I also saw toddlers wielding knives and machetes. Adults didn’t admonish the children, or grab the tools away but quietly hovered nearby, letting this be an educational moment. Children hardly more than toddlers themselves would comfort a smaller child if he fell down. There were no toys as such in those early days, but children would share or patiently wait for a turn with an empty juice bottle ‘doll’ wrapped in a rag that another child was playing with.

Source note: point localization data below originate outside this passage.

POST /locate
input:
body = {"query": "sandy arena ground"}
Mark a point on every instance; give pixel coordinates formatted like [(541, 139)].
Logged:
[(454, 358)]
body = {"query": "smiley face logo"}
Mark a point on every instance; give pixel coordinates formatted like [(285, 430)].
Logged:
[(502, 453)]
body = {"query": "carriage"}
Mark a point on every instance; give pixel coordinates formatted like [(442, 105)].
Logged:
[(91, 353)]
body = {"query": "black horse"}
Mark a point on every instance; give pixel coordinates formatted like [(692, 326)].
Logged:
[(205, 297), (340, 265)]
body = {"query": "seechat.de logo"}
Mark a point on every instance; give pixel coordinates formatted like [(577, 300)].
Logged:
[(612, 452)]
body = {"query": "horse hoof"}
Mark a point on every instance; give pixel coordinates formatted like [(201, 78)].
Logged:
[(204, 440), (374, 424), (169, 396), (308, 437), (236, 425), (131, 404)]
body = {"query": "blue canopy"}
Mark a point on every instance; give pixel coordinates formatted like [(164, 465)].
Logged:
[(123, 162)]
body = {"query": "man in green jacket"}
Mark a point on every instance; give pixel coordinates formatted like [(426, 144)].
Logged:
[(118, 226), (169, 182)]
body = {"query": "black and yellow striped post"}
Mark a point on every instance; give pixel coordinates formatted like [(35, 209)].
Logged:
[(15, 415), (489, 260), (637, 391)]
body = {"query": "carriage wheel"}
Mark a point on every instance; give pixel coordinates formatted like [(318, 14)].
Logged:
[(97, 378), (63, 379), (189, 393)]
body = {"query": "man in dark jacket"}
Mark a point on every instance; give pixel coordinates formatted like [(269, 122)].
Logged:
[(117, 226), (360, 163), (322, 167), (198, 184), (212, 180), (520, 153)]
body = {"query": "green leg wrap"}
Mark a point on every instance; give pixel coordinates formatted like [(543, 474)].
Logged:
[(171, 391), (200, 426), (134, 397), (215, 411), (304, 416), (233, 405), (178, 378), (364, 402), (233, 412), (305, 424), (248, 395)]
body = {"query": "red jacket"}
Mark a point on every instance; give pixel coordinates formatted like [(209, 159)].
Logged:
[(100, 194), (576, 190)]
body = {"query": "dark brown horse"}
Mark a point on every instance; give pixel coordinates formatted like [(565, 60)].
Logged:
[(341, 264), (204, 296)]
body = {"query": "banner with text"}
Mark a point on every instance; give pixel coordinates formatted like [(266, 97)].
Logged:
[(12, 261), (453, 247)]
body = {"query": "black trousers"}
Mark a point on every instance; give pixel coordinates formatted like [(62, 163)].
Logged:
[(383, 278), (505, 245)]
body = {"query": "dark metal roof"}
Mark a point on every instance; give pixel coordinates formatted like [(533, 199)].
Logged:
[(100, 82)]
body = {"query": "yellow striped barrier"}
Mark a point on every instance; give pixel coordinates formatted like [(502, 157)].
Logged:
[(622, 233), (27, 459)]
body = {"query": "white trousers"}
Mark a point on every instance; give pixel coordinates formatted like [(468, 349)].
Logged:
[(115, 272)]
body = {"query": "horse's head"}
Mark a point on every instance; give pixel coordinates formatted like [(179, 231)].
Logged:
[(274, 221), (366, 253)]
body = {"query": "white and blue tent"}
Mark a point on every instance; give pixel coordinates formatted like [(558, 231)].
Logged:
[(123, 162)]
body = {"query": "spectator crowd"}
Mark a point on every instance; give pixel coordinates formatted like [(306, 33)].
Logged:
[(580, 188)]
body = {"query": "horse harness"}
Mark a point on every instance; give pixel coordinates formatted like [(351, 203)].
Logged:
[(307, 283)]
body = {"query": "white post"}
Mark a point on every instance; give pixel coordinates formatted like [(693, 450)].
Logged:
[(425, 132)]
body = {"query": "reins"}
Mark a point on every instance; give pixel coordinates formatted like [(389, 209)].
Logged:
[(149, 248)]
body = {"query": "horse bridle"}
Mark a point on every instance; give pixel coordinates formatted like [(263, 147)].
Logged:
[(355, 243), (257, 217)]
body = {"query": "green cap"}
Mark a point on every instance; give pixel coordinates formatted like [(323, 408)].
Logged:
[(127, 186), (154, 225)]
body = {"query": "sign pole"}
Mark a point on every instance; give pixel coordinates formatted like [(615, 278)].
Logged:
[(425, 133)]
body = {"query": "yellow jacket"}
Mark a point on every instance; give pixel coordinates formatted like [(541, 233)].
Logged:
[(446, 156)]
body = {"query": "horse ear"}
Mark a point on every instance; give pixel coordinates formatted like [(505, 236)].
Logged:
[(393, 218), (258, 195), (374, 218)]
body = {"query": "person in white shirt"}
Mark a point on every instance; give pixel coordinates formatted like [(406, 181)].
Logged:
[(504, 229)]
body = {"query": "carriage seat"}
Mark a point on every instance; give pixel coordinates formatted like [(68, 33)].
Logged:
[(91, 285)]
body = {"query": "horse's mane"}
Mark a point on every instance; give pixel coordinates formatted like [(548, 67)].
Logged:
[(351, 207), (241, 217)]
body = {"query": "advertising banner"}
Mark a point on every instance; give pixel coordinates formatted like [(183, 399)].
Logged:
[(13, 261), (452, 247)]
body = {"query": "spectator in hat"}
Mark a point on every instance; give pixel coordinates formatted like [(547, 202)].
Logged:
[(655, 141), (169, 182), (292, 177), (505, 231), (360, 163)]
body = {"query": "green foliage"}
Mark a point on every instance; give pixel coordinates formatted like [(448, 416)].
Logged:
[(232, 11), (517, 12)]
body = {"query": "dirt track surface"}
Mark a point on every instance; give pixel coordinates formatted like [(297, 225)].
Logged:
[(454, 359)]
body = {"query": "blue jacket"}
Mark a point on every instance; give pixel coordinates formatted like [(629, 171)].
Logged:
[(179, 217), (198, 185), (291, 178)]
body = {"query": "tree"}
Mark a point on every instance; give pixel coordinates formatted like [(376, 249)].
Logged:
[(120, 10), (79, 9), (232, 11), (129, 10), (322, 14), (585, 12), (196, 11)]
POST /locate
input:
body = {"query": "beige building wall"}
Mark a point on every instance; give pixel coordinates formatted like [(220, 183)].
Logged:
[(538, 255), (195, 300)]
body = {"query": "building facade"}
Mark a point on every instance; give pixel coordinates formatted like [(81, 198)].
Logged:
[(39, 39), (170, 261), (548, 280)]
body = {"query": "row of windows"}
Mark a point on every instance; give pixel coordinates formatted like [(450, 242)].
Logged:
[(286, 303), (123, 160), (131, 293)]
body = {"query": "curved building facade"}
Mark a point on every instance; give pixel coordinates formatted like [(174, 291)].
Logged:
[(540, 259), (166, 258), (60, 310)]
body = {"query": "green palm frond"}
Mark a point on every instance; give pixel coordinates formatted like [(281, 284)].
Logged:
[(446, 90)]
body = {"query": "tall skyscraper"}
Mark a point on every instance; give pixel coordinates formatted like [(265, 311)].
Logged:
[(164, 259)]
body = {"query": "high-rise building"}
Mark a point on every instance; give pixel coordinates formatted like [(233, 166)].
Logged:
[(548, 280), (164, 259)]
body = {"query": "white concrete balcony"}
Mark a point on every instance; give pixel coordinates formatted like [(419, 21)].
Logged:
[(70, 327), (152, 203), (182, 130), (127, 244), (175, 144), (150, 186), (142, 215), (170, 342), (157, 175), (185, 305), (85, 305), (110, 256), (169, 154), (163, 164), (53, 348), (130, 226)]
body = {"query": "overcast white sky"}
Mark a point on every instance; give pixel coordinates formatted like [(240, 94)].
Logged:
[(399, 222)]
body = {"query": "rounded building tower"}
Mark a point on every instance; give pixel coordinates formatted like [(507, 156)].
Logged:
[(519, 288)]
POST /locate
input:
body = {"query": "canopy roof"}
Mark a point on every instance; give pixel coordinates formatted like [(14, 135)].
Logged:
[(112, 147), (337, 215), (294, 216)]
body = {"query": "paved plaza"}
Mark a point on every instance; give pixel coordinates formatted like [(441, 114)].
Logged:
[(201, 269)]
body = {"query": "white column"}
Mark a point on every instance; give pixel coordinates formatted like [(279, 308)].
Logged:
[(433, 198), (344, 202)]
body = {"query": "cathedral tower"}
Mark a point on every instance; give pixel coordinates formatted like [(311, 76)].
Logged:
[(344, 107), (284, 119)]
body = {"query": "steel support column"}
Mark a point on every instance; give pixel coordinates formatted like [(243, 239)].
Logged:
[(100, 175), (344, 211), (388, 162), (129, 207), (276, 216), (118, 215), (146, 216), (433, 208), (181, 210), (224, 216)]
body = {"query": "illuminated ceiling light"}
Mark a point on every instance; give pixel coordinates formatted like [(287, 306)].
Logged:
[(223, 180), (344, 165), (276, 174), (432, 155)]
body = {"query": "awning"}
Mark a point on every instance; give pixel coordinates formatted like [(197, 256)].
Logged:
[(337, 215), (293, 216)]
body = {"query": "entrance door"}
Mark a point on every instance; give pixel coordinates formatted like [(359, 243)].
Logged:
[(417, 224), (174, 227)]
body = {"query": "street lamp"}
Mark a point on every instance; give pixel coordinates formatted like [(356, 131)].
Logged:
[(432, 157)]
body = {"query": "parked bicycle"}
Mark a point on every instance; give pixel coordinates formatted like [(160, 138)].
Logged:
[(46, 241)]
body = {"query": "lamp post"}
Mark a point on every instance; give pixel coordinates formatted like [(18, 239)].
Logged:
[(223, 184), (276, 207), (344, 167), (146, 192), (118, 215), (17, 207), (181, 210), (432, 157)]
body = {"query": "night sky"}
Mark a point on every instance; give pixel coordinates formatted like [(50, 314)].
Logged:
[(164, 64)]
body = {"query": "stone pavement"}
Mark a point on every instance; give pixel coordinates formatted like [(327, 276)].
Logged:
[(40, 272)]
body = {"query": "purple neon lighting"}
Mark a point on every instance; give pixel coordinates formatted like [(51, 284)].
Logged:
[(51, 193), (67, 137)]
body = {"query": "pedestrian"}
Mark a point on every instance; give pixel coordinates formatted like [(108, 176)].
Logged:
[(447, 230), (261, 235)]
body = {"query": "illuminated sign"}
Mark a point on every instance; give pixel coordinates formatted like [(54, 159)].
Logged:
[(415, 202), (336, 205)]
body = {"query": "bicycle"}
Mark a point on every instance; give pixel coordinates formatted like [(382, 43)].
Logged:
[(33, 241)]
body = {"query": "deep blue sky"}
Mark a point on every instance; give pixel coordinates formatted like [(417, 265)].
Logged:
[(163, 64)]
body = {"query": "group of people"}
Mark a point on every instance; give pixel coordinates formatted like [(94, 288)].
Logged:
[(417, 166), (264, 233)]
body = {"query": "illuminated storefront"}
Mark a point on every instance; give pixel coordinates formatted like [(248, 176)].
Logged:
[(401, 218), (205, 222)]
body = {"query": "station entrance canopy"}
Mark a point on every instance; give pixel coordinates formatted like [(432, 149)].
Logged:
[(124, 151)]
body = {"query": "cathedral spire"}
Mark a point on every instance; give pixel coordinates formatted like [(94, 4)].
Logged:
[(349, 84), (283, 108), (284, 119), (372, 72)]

This was continuum bonding. After 9 months in utero, being totally surrounded by everything he needs a baby’s care isn’t suddenly completed, like an assembly line product, popped out at birth. The complete circle of touch, smell, sounds, taste and comfort must be continued 24 hours a day. ‘In arms’ he will continue to be held, fed, jostled, rocked and hear and see everything around him that he will slowly learn from. That is stimulation enough. We don’t have to constantly entertain, provide educational toys, teach, hang mobiles, come up with unique experiences, schedule play dates, put on classical music, and play CDs of foreign languages, ad infinite. Our babies will process as much as they are able at each appropriate stage without our perpetually thinking that they won’t learn or be smart if we don’t personally fill each teaching moment by offering them multiple options. Our daily lives already provide the social and physical requirements for our brain development.
Fast forward to 2018. I am now seeing 3 generations later, an entire society emulating our American lifestyles, values, and so unfortunately, our parenting styles. Most have lost sight of the continuum model I saw in the beginning of their assimilation. I would bet, though, that I would find that model again in Laos should I return to visit those that stayed behind.